An agency that provides retirement and insurance plans for ministers has filed an appeal to the U.S. Supreme Court against the government’s contraceptive mandate that will require certain ministries served by the agency to provide abortion-causing drugs and devices in their employer health plans or risk crippling fines.
GuideStone Financial Resources, along with churches and integrated auxiliaries of churches, are exempt from the mandate and not at risk of penalties. For certain religious employers other than churches and their integrated auxiliaries, however, the government has argued that it offers an “accommodation” to religious employers who object to the mandate.
Harold R. Loftin Jr., GuideStone general counsel, said the entity “has, from the filing of our case, objected to the so-called ‘accommodation’ because the government is attempting to rewrite the terms of GuideStone’s plan” to use the plan “to provide access to drugs and devices GuideStone believes to be impermissible. In addition, the government’s regulations attempt to require certain of GuideStone’s religious employers to take actions that facilitate the delivery of abortion-inducing drugs and devices to our participants and their dependents.”
Loftin noted that the evidence presented in court “showed that women, as young as age 10, will be notified of their eligibility to receive abortion-inducing drugs and devices for free by GuideStone’s third-party administrator, if the religious employer complies with the government’s demands. If the employer refuses, then it will be subject to crippling penalties for its refusal.”
A three-judge panel of the 10th U.S. Circuit Court of Appeals in Denver on July 14 overruled injunction in place since December 2013 that prohibited the government from enforcing its mandate on affected ministries served by GuideStone. As part of the appeal to the Supreme Court, GuideStone will ask the Denver court to maintain the injunction until the appeal has been decided.
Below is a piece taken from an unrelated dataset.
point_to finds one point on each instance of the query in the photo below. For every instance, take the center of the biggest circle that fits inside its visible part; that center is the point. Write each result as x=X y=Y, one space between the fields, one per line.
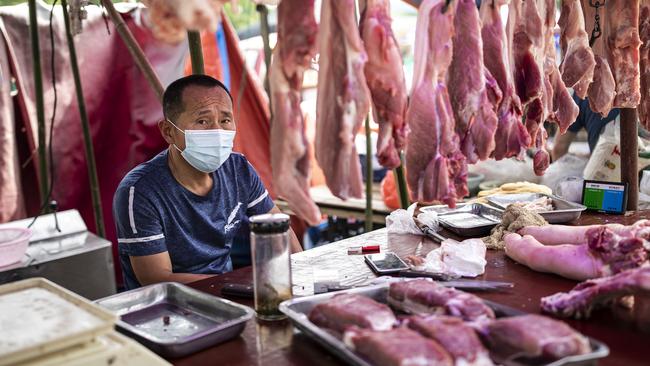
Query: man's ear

“GuideStone was never at risk of these draconian penalties,” GuideStone President O.S. Hawkins said. “However, as defenders of both religious liberty and the sanctity of life, we could not permit the government to effectively alter our plan documents and plan design with these affected ministries to make available abortion-causing drugs against our religious beliefs.
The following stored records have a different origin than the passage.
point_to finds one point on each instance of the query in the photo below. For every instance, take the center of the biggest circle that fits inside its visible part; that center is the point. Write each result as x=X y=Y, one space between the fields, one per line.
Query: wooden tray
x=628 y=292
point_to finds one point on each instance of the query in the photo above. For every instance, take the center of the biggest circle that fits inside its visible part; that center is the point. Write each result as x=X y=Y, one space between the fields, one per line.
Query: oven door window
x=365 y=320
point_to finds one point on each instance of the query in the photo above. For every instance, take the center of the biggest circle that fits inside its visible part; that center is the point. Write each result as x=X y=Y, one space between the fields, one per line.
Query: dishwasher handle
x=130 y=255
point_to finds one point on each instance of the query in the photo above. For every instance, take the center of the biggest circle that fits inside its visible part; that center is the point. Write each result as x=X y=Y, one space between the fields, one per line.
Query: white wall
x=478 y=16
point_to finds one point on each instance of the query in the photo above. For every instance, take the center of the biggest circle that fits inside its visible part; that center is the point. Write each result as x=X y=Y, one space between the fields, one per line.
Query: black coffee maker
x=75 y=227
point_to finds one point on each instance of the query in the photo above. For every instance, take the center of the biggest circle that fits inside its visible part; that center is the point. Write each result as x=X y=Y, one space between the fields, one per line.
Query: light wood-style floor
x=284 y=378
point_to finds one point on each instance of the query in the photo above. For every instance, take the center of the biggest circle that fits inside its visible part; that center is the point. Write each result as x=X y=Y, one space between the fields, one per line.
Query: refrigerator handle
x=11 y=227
“If the courts have already seen fit to allow closely held, for-profit corporations like Hobby Lobby to avoid the mandate and the associated penalties, it boggles the mind that the 10th Circuit Court wouldn’t also exempt nonprofit religious organizations that object,” Hawkins said.
GuideStone officials said they are optimistic that the Supreme Court will accept its appeal by the end of September. GuideStone, along with co-plaintiffs Truett-McConnell College and Reaching Souls International, an Oklahoma-based mission-sending organization, are represented by leading religious liberty attorneys who also represent a similar case that has received extensive publicity, the Little Sisters of the Poor, a Roman Catholic organization that also is among those appealing to the Supreme Court.
“The government has lost every single time they have made these arguments before the Supreme Court — including last year’s landmark Hobby Lobby case. One would think they would get the message and stop bullying ministries like Reaching Souls and Truett-McConnell College,” said Mark Rienzi, senior counsel of the Becket Fund for Religious Liberty and lead attorney for GuideStone, Reaching Souls and Truett-McConnell.
Regardless of the outcome before the Supreme Court, Hawkins said GuideStone remains committed to the scores of ministries potentially affected by the mandate if the Supreme Court upholds it.
“If you had told me when I entered ministry that our federal government would be dictating matters of conscience to churches and their ministries, I would not have believed it,” Hawkins said. “These are indeed perilous times for the cause of liberty in our country, but GuideStone has never wavered, and will never waver, in our calling to serve those ministries that have entrusted their employee benefits to us. It is our high calling and deep privilege to serve these families who seek to live out their calling each and every day.”
The case is GuideStone vs. Burwell.
The mandate was imposed by the Department of Health and Human Services in 2010 in its implementation of Obamacare
Among numerous other cases challenging the HHS mandate, the Fifth Circuit Court of Appeals declined June 22 a request for an injunction from East Texas Baptist University, Houston Baptist University and Westminster Theological Seminary.
The two universities and Westminster Seminary also have appealed to the Supreme Court.